Credit scoring algorithms, which makes a guess at the probability of default, are the method banks use to determine whether or not a loan should be granted. This use-case requires learners to improve on the state of the art in credit scoring, by predicting the probability that somebody will experience financial delinquency in the next two years.

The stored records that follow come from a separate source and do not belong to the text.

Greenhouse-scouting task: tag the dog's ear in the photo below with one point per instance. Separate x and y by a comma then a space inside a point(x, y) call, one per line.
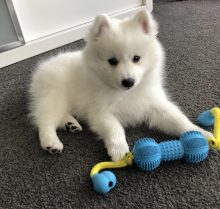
point(147, 23)
point(99, 26)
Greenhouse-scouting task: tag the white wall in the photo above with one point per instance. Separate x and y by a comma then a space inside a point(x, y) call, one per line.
point(39, 18)
point(47, 33)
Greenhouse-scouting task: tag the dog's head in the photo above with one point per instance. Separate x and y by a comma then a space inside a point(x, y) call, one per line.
point(121, 52)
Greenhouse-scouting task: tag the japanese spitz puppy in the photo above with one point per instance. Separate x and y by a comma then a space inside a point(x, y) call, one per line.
point(116, 81)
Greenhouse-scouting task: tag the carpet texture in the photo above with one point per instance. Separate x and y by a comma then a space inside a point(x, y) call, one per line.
point(32, 178)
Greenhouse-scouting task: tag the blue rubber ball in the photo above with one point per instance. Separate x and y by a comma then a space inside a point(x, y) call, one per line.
point(103, 182)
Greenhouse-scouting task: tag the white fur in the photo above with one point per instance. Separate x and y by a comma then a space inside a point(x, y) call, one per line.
point(85, 85)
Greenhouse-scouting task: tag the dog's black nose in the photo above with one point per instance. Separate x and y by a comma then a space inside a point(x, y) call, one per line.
point(128, 82)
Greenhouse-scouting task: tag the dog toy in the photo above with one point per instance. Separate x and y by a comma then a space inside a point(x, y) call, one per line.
point(147, 154)
point(209, 118)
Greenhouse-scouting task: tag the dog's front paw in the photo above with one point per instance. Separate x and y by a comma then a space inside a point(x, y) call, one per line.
point(117, 152)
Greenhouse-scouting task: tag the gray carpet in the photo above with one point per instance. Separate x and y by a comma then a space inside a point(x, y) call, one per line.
point(32, 178)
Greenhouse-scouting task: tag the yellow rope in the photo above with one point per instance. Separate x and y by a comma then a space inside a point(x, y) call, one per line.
point(127, 160)
point(215, 142)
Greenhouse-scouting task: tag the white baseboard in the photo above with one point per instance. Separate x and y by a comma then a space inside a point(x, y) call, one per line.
point(53, 41)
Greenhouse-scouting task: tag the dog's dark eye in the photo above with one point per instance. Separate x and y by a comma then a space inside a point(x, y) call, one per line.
point(136, 59)
point(113, 61)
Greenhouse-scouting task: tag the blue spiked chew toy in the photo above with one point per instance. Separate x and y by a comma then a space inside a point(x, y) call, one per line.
point(148, 155)
point(192, 146)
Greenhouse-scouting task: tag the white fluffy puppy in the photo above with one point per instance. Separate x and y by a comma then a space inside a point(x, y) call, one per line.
point(114, 82)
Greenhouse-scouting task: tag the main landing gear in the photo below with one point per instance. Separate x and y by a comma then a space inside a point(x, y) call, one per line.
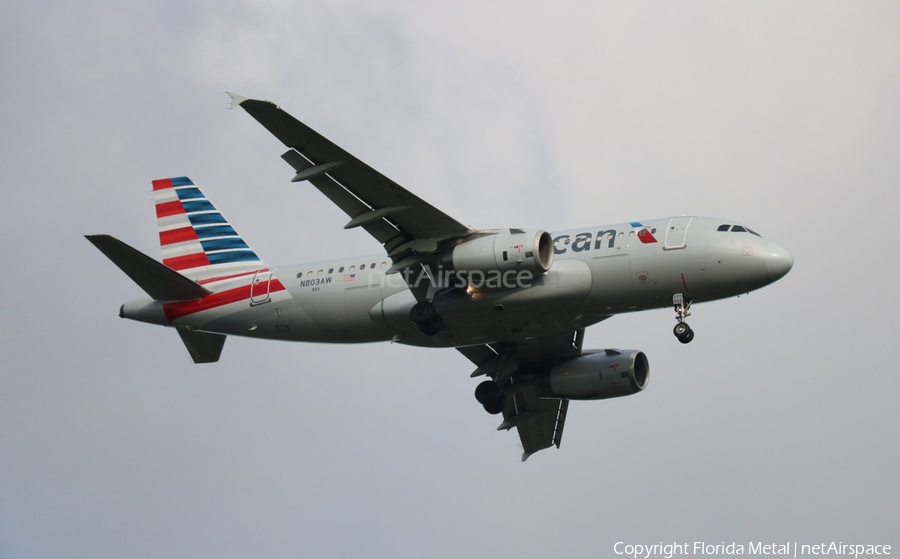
point(682, 307)
point(424, 314)
point(491, 396)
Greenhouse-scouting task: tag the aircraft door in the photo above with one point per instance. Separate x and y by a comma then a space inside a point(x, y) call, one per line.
point(259, 288)
point(676, 233)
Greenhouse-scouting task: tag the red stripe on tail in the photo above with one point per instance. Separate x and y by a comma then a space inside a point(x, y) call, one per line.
point(187, 261)
point(183, 308)
point(162, 184)
point(177, 236)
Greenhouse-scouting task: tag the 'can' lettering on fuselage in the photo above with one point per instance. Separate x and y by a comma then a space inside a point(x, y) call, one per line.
point(582, 241)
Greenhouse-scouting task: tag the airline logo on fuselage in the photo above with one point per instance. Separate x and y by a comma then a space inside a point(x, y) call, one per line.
point(589, 241)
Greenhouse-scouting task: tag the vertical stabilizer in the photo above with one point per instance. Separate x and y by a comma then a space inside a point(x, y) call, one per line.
point(196, 240)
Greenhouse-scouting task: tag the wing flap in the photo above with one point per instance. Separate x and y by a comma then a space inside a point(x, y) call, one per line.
point(371, 190)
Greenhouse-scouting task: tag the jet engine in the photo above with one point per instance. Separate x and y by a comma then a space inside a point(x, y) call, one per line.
point(508, 250)
point(596, 375)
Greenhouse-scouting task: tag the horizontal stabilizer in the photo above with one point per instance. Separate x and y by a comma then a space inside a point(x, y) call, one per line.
point(204, 347)
point(158, 280)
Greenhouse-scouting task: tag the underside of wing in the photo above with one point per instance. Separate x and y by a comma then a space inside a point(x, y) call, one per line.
point(401, 221)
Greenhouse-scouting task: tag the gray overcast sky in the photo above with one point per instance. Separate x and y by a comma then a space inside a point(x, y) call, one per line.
point(779, 422)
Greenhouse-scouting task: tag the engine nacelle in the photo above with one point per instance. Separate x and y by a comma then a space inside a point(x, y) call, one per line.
point(512, 249)
point(596, 375)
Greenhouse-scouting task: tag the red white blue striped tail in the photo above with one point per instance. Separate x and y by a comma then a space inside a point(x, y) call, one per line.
point(196, 240)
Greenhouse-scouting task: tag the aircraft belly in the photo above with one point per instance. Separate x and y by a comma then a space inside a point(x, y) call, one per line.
point(549, 306)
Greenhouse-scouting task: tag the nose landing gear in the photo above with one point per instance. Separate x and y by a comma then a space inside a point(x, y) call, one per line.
point(682, 307)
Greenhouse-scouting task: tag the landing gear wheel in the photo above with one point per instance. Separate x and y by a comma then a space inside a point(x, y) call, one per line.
point(433, 327)
point(682, 310)
point(426, 317)
point(422, 313)
point(487, 391)
point(491, 396)
point(496, 406)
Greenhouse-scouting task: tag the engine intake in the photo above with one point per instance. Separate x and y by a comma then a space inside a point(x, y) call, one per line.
point(512, 249)
point(596, 375)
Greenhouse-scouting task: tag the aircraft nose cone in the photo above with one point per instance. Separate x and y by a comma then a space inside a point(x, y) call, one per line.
point(778, 261)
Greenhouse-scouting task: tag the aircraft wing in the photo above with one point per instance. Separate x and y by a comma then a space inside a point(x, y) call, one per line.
point(513, 365)
point(399, 220)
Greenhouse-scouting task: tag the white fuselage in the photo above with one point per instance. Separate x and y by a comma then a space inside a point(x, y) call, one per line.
point(597, 272)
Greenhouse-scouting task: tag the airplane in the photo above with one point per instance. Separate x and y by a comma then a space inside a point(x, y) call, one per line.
point(515, 302)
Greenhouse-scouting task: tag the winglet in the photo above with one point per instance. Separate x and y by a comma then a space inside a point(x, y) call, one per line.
point(236, 99)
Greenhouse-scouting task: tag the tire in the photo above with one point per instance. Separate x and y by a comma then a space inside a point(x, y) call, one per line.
point(496, 406)
point(433, 327)
point(487, 391)
point(422, 313)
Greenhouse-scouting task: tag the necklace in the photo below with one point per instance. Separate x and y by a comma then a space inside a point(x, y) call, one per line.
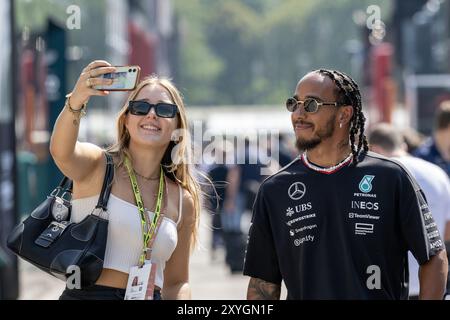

The dataset consists of 150000 records and 11 features. Below are the 11 features and their descriptions.
Feature Description :
SeriousDlqin2yrs - Person experienced 90 days past due delinquency or worse
RevolvingUtilizationOfUnsecuredLines - Total balance on credit cards and personal lines of credit
age - Age of borrower in years
NumberOfTime30-59DaysPastDueNotWorse - Number of times borrower has been 30-59 days past due but no worse in the last 2 years
DebtRatio - Monthly debt payments, alimony,living costs divided by monthy gross income
MonthlyIncome - Monthly Income
NumberOfOpenCreditLinesAndLoans - Number of Open loans (installment like car loan or mortgage) and Lines of credit
NumberOfTimes90DaysLate - Number of times borrower has been 90 days or more past due
NumberRealEstateLoansOrLines - Number of mortgage and real estate loans including home equity lines of credit
NumberOfTime60-89DaysPastDueNotWorse - Number of times borrower has been 60-89 days past due but no worse in the last 2 years
NumberOfDependents - Number of dependents in family excluding themselves
As with all the delinquency prolems, we have major class imbalance here. 92 % of customers belong to no delinquency class and 8 % for delinquency class. We applied methods like oversampling, undersamplaing and SMOTE to tackle this problem.
Recall - True Positive/True Positive + False Negative
We have selected recall as the metric here as we want to avoid False Negatives(customers who were preedicted of not default but they did). So, we will consider recall and f1 score as our metric.